“ Kebanyakan orang berpendapat bahwa laki-laki itu; harus tegap, pemberani, gagah, berkumis, menyukai sepak bola, pemimpin keluarga (termasuk wajib menafkahi keluarga), gak takut sama kecoak, gak khawatir kulitnya kena cahaya matahari, anti salon, dll. Sementara kalau perempuan itu; harus gemulai, lembut, berambut panjang dan bagus, rajin ke salon, bisa masak dan mengurus seribu urusan rumah tangga, dll. Biasanya, kalau ada laki-laki atau perempuan keluar dari deskripsi itu, mereka disebut aneh.”
Aku juga terkadang masih terjebak dengan konsep perempuan dan laki-laki seperti yang dipahami kebanyakan orang di atas. Hal itu bisa nampak dari hal-hal sederhana lho. Aku merasa aneh kalau tahu laki-laki takut sama kecoak contohnya. Aku jadi sadar kalau ternyata konsep diatas (masih) kuat. Ibaratnya, aku ini kayak ikan yang nggak sadar kalau hidup di air. Air yang dimaksud disini adalah konsep laki-laki dan perempuan tersebut yang kadung melingkupi pemikiran kita.

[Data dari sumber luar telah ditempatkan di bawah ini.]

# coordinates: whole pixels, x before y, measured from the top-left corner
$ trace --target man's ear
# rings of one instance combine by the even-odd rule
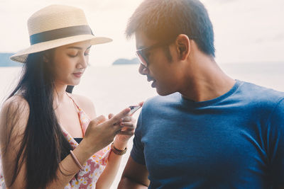
[[[186,59],[190,52],[190,38],[185,34],[180,34],[177,37],[176,45],[180,59],[181,60]]]

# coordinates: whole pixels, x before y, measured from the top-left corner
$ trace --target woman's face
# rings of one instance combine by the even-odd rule
[[[55,84],[79,84],[89,62],[91,45],[89,41],[80,42],[57,47],[54,50]]]

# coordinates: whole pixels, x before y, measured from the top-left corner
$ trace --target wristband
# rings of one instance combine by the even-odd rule
[[[122,156],[123,154],[125,154],[125,153],[126,153],[127,147],[126,147],[125,149],[124,150],[118,149],[114,147],[114,142],[111,143],[111,151],[114,151],[114,153],[116,154],[116,155]]]
[[[84,168],[83,166],[81,165],[81,164],[79,162],[78,159],[77,159],[77,157],[75,156],[75,154],[74,154],[73,151],[72,150],[70,150],[70,154],[71,156],[73,158],[74,161],[75,161],[76,164],[80,167],[80,168],[81,170],[83,170]]]

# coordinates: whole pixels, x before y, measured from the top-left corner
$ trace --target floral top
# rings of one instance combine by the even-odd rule
[[[70,96],[73,101],[73,99]],[[90,119],[87,114],[79,108],[73,101],[74,104],[76,105],[78,110],[78,116],[80,120],[82,130],[83,132],[83,136],[84,132],[89,123]],[[67,139],[71,146],[75,149],[79,144],[74,139],[74,138],[64,129],[62,129],[63,134],[65,136]],[[84,169],[80,170],[77,173],[77,179],[74,177],[69,183],[65,187],[65,189],[70,188],[80,188],[80,189],[89,189],[95,188],[96,182],[99,179],[99,177],[102,173],[106,167],[106,162],[111,151],[110,145],[107,146],[104,149],[99,151],[93,156],[92,156],[83,166]],[[0,154],[1,160],[1,154]],[[3,176],[2,164],[0,161],[0,188],[5,189],[4,178]]]

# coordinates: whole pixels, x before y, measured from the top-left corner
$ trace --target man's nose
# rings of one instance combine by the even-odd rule
[[[146,75],[149,72],[149,70],[148,69],[148,67],[145,67],[142,64],[140,64],[138,71],[142,75]]]

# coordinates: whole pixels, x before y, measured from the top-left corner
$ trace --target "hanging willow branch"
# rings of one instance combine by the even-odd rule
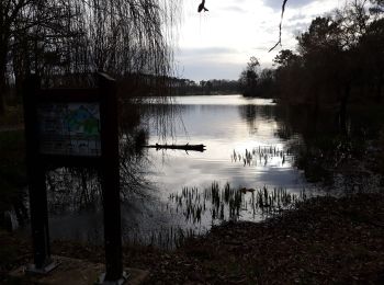
[[[279,41],[268,53],[272,52],[278,45],[281,45],[281,27],[283,25],[283,18],[284,18],[286,2],[287,2],[287,0],[284,0],[283,5],[281,8],[281,19],[280,19],[280,25],[279,25]]]

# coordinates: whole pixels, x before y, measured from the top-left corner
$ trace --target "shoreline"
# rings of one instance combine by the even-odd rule
[[[147,284],[384,282],[384,194],[315,197],[261,223],[225,223],[173,251],[125,247]],[[0,232],[0,281],[31,258],[29,240]],[[99,246],[53,241],[53,254],[103,262]],[[7,283],[5,283],[7,284]]]

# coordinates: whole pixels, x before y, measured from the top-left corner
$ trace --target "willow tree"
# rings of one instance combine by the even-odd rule
[[[0,112],[5,87],[31,72],[168,76],[179,9],[177,0],[1,1]]]

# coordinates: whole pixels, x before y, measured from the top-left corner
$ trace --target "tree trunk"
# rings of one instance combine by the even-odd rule
[[[1,65],[1,64],[0,64]],[[0,116],[5,113],[5,68],[0,66]]]
[[[382,90],[383,90],[383,73],[384,70],[381,69],[379,71],[379,81],[377,81],[377,89],[376,89],[376,102],[382,102]]]
[[[347,105],[351,92],[351,84],[347,83],[345,87],[345,93],[340,100],[340,113],[339,113],[339,127],[343,135],[347,135]]]
[[[5,91],[7,91],[7,37],[0,35],[1,38],[4,38],[4,43],[0,45],[0,116],[5,113]]]

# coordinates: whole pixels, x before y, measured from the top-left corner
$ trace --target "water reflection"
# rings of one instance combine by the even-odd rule
[[[162,126],[171,130],[168,136],[159,136],[156,117],[169,109],[158,105],[142,110],[142,125],[137,126],[142,135],[124,135],[121,146],[126,242],[172,247],[222,220],[260,220],[266,213],[273,213],[272,208],[284,208],[302,198],[303,189],[310,189],[294,167],[292,147],[301,138],[280,135],[286,127],[271,100],[177,98],[172,115],[166,116],[172,117],[173,124]],[[161,142],[203,144],[206,151],[133,151],[138,144]],[[56,238],[102,240],[99,207],[76,216],[56,215],[50,224]]]

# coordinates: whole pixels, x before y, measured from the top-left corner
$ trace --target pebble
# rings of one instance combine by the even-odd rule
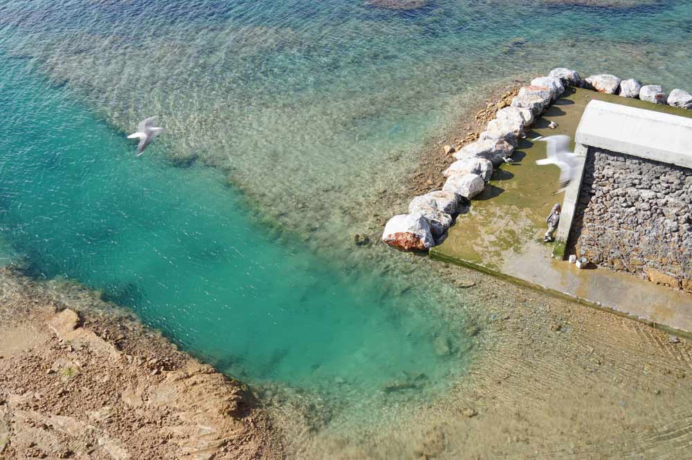
[[[471,417],[475,417],[478,415],[478,412],[475,409],[472,409],[471,408],[466,408],[462,411],[462,415],[465,417],[471,419]]]
[[[475,282],[471,280],[457,280],[454,282],[459,287],[467,288],[475,286]]]

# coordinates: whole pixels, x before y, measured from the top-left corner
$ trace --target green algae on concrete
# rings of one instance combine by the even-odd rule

Aku mempunyai seorang sahabat transman (transgender perempuan ke laki-laki). Diam diam, aku cemburu padanya. Dia melewati proses berdiskusi dengan dirinya sendiri, berdamai dengan dilema tentang apa yang dipikirkan orang dan apa yang dia rasakan sesungguhnya. Kemudian mencari informasi secara mandiri untuk menjawab pertanyaan-pertanyaan terkait dirinya. Ini gak mudah ternyata, aku tahu bagaimana dia harus telatenmasuk ke forum-forum komunitas dunia maya (kebanyakan dari luar negeri, karena di Indonesia belum ada), membaca jurnal penelitian internasional dan melakukan pemetaan untuk mendapatkan akses kesehatan seperti mencari psikiater, seksolog, dll.
Pengalaman menarik juga aku dapat sewaktu berproses menjadi fasilitator untuk sesi body image (citra tubuh) di Transmen Camp #1 belum lama ini. Selain berbagi, ada sesitouching healing. Sesi ini bertujuan untuk memberikan ruang komunikasi dengan tubuh melalui meditasi dan sentuhan tetapi tanpa memaksa mereka menerima dirinya – sebuah konsep yang susah diterima oleh seorang transman dimana situasi membuat ia merasa terjebak di tubuh yang salah.
Dalam sesi itu, aku melihat bahwa teman-teman transmen dapat berkomunikasi dengan tubuhnya kembali. Kenyataannya, konsep laki-laki dan perempuan yang selama ini ada, membuat diri dan tubuh mereka seperti musuh dalam selimut. Sebenarnya tidak hanya transmen yang bergesekan dengan konsep-konsep perempuan dan laki-laki, tapi setiap orang juga sebenarnya berjuang menghadapi konsep tersebut di luar sana.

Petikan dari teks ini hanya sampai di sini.